I see throughout the codes the discussion of having an emergency shutdown for a furnace/burner, but is there a requirement for the location?

A complaint has come in to our office that a ceiling suspended gas fired heater has an emergency shut off on the unit but not on gound level.  I can't find where this would be a violation.  Any info would be great.


----------



## globe trekker (Dec 3, 2010)

Section 409 in the 2006 IFGC gives the guidelines on these type appliances. It does not require a

"ready access" to the shutoff valves, but rather ordinary access for service/maintenance.

In your scenario, couldn't access to the main gas meter shut-off valve be your emergency shutoff?

Section 409.5 places a 6 ft. limitation maximum ( away from the appliance ). Installing a grade

level secondary shutoff valve would be redundant, but good common sense.

FWIW, I have wondered a long time, why there isn't "ready access" to a shut-off valve to

most home cooking appliances, instead of being installed behind them.   The same for

Commercial cooking appliances as well!   It just seems like good sense to have an appliance

fuel shut-off valve located in the same area as the appliance itself, but NOT behind them.

.


----------



## fireguy (Dec 5, 2010)

globe trekker said:
			
		

> Section 409 in the 2006 IFGC gives the guidelines on these type appliances. It does not require a"ready access" to the shutoff valves, but rather ordinary access for service/maintenance.
> 
> FWIW, I have wondered a long time, why there isn't "ready access" to a shut-off valve to
> 
> ...


There was a local propane provider who ran the gas piping vertically, then used tees to branch to the individual commercial cooking appliances.  That made appliance service much faster and safer.  I think Portland OR has that as a local requirement for commercial cooking gas piping.


----------



## Marshal Chris (Dec 6, 2010)

I'm speaking of a "emergency" switch like you have for your boiler/furnace.

Sorry I didn't elaborate on that earlier.


----------



## globe trekker (Dec 6, 2010)

Marshall Chris,

I read the comment about the "emergency shutoff" in your initial posting.

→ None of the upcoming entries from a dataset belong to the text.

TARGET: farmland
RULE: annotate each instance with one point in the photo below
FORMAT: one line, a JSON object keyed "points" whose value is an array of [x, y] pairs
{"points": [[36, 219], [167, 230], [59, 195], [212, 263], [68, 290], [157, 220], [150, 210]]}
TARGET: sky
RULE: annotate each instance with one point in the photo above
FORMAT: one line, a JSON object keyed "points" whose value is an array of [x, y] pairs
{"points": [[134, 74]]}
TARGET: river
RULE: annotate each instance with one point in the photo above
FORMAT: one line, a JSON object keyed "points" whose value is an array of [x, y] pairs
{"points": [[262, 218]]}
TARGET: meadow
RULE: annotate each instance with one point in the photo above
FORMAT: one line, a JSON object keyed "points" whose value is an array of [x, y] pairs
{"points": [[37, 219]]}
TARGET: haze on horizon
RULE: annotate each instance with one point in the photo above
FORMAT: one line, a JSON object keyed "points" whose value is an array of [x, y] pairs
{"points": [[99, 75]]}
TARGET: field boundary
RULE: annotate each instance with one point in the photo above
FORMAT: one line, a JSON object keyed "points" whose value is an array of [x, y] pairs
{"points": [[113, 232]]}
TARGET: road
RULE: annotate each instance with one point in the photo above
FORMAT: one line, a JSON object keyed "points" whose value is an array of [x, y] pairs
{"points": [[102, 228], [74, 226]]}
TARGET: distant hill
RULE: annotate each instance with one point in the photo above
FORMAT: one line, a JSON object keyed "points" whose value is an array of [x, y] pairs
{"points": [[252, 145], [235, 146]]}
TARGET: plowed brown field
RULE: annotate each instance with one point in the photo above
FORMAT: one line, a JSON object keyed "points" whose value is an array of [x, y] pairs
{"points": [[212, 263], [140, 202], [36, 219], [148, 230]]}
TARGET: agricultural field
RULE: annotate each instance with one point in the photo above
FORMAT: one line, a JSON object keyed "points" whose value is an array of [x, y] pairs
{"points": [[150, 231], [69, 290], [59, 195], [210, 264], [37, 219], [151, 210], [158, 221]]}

Unless the manufacturer of

the appliance requires one, it is not listed in the IMC or the IFGC.

NFPA 400, Section 21.3.3.1.11 states that "Accessible manual valves or automatic remotely activated

fail safe emergency shut off valves shall be provided and clearly marked." If your current application

has a compliant type valve installed within 6 ft. of the appliance ( or as the manufacturer requires ),

then the installation is compliant.

.


----------